Tatsächlich merkte Krogstad aber genau an diesen Weihnachtstagen die Wahrheit: Obwohl Noras Vater bereits seit drei Tagen tot war, hatte er seine Unterschrift hergegeben. Krogstad war sich bewusst, dass Nora sie gefälscht haben muss. Trotz allem ist die Frau sich keiner Schuld bewusst, denn sie habe das Beste für ihren Mann und ihren Vater gewollt, aber der Anwalt erklärt ihr: "Die Gesetze fragen wenig nach den Beweggründen." Er versucht Nora zu erpressen: Sie muss ihren Mann davon abbringen, Krogstad zu entlassen, der als Bürokraft in der gleichen Bank wie Helmer beschäftigt ist. Helmer geht jedoch nicht auf Noras Bitten ein, denn Krogstad soll vor eineinhalb Jahren aus irgendeinem Grund eine Unterschrift gefälscht haben. Wenn er wenigstens die Tat nicht geleugnet und eine Strafe dafür verbüßt hätte, meint Helmer. Er stellt Christine Linde als Ersatz für Krogstad ein.

So kommt es, dass Krogstad einen Brief schreibt, in dem er Helmer über die Urkundenfälschung Noras informiert. Jetzt ist es nur noch eine Frage der Zeit, bis der Brief gelesen wird.
Krogstad hatte vor Jahren um Christine Linde geworben. Die aber wies ihn ab, weil sein Verdienst nicht ausgereicht hätte, um ihre Mutter und ihre beiden Brüder mit zu ernähren. Nun gesteht sie ihm aber ihre Liebe. Damit macht sie Krogstad so glücklich, dass er Nora (und somit Christine, die beiden sind ja schließlich Freundinnen) einen Gefallen tun und seinen Brief ungeöffnet von Helmer zurückverlangen will. Christine bringt ihn jedoch davon ab: Sie ist überzeugt, dass es zwischen Nora und Helmer nicht bei den Heimlichkeiten bleiben kann und es zu einer Aussprache kommen muss.


Er hält Nora zurück, die vorhatte, sich zu ertränken, denn er will alles vertuschen. Sie soll im Haus bleiben und nach außen so tun, als sei nichts geschehen.
Da wird ein weiterer Brief von Krogstad abgegeben.

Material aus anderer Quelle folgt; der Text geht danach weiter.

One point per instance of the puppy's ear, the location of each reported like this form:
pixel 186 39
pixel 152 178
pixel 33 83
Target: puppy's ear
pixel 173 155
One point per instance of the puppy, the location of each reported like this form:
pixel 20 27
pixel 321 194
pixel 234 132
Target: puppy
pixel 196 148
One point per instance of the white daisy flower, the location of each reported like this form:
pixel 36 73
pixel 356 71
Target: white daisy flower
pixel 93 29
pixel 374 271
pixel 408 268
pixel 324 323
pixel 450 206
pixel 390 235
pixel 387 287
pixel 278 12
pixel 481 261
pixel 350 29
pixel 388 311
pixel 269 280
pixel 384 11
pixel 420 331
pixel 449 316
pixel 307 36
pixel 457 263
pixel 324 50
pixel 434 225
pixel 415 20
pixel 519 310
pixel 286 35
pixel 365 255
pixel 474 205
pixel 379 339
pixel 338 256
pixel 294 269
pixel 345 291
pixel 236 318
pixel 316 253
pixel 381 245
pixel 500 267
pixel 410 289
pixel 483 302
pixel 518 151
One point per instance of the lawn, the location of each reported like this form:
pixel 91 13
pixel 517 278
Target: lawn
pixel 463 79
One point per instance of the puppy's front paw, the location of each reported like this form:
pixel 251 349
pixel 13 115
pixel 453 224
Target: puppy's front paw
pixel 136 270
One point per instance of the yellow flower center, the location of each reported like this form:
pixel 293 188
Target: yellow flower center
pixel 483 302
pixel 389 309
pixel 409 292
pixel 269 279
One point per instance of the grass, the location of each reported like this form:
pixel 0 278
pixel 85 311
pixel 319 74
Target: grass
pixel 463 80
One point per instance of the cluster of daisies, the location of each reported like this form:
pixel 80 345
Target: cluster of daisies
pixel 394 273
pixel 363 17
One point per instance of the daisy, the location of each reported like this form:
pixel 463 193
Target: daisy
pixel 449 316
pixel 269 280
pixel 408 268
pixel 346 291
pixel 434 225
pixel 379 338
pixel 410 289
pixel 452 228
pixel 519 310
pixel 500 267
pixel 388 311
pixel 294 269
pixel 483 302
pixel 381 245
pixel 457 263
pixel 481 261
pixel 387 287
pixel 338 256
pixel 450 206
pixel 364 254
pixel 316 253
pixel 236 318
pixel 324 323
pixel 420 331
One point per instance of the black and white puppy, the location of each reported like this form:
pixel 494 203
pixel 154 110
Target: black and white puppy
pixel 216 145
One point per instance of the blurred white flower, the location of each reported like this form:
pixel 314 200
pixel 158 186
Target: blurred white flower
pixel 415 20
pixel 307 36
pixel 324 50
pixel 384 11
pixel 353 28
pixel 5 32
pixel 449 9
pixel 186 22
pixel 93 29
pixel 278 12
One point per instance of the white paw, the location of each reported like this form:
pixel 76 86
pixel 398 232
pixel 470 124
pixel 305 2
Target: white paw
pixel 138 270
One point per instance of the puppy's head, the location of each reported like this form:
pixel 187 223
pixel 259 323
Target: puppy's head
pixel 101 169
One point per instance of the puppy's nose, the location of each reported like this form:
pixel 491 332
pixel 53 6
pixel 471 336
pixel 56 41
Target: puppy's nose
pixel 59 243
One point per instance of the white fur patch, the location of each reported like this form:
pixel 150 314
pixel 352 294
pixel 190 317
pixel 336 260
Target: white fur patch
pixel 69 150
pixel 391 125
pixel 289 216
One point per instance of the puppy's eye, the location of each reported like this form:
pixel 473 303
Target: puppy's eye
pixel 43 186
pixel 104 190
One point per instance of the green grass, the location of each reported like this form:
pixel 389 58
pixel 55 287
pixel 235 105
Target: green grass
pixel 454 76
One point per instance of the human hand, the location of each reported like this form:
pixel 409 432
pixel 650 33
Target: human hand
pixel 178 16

Helmer entnimmt den Schuldschein Noras und liest das Begleitschreiben, das wahre Geschehen und damit auch, dass Nora ihm ja das Leben gerettet hat!. Jetzt fühlt sich Helmer schon wieder gerettet. In bester Stimmung wirft er den Schuldschein ins Feuer, vergibt Nora und glaubt, damit sei alles wieder gut.

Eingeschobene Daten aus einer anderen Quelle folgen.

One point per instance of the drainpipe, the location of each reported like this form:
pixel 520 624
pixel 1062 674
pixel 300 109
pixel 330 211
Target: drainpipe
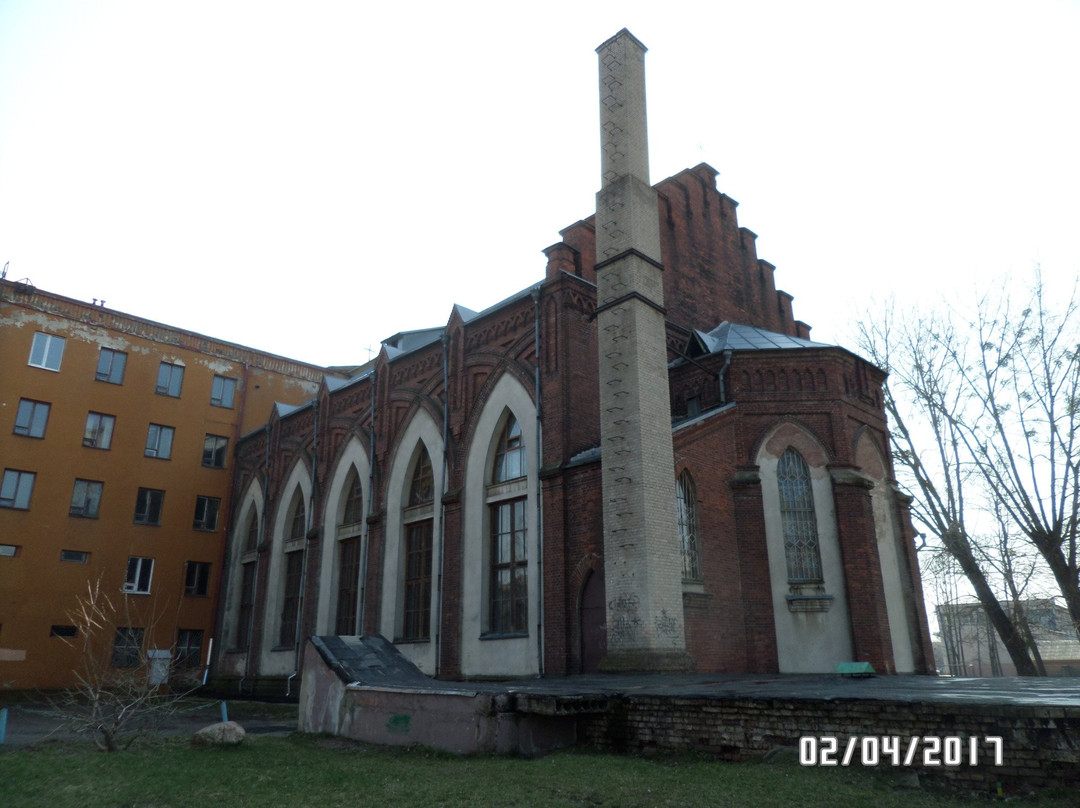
pixel 442 503
pixel 310 517
pixel 367 514
pixel 719 377
pixel 539 453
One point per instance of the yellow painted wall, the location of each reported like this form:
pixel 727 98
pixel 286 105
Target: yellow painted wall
pixel 37 588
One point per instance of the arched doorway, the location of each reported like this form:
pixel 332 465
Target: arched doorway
pixel 593 623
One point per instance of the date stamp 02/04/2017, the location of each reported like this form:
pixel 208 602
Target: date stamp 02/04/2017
pixel 927 750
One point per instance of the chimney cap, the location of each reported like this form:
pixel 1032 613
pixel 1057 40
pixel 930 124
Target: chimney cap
pixel 623 32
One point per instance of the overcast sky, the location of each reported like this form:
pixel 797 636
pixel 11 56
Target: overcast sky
pixel 310 178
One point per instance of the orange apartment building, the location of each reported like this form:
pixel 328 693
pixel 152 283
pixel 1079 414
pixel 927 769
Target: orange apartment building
pixel 117 441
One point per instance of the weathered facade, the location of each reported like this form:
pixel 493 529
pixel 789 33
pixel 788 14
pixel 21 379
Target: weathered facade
pixel 117 440
pixel 521 492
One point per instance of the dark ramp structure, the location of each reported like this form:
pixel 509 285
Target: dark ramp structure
pixel 364 688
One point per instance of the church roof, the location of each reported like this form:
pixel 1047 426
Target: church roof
pixel 733 337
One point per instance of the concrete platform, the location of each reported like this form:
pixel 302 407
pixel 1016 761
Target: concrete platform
pixel 353 687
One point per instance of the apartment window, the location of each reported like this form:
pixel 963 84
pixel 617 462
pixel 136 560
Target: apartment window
pixel 16 488
pixel 127 647
pixel 188 648
pixel 30 418
pixel 46 351
pixel 223 391
pixel 148 503
pixel 98 432
pixel 214 448
pixel 139 573
pixel 170 379
pixel 197 578
pixel 206 509
pixel 110 366
pixel 85 498
pixel 159 442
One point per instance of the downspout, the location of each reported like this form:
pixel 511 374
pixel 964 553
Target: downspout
pixel 719 377
pixel 539 465
pixel 310 517
pixel 367 514
pixel 258 552
pixel 442 500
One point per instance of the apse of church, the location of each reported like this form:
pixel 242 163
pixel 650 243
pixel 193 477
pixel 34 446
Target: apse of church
pixel 639 462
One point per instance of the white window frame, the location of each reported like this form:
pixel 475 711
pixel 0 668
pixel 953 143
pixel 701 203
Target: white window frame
pixel 174 379
pixel 220 445
pixel 16 489
pixel 46 350
pixel 148 493
pixel 32 425
pixel 86 505
pixel 197 578
pixel 113 373
pixel 139 576
pixel 98 436
pixel 201 521
pixel 159 442
pixel 223 391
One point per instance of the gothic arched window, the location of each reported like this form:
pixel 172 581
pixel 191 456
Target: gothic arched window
pixel 349 537
pixel 509 560
pixel 419 519
pixel 798 519
pixel 294 570
pixel 686 498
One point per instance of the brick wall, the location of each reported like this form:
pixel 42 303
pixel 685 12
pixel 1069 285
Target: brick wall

Über Helmers egoistische Haltung ist Nora tief enttäuscht. Sie merkt jetzt, dass es ihm nur um seine Ehre und Karriere ging und dass er sie ebenso wenig liebt wie ihr Vater es tat. Ihr wird bewusst, dass sie nie als Partnerin anerkannt wurde. Ihr Heim war nichts andres als eine Spielstube. Zu Hause, bei ihrem Vater, wurde sie wie eine kleine Puppe behandelt, bei Helmer wie eine große. Und die Kinder wiederum waren Noras Puppen. Sie war recht vergnügt, wenn Helmer mit ihr spielte, so wie die Kinder vergnügt waren, wenn Nora mit ihnen spielte. Das war ihre Ehe.

Nun verlässt sie ihren Mann und die Kinder. Sie hinterfragt die gesellschaftliche Moral und die vorgegebenen Rollenerwartungen: Sie muss herauskriegen, wer Recht hat, die Gesellschaft oder sie.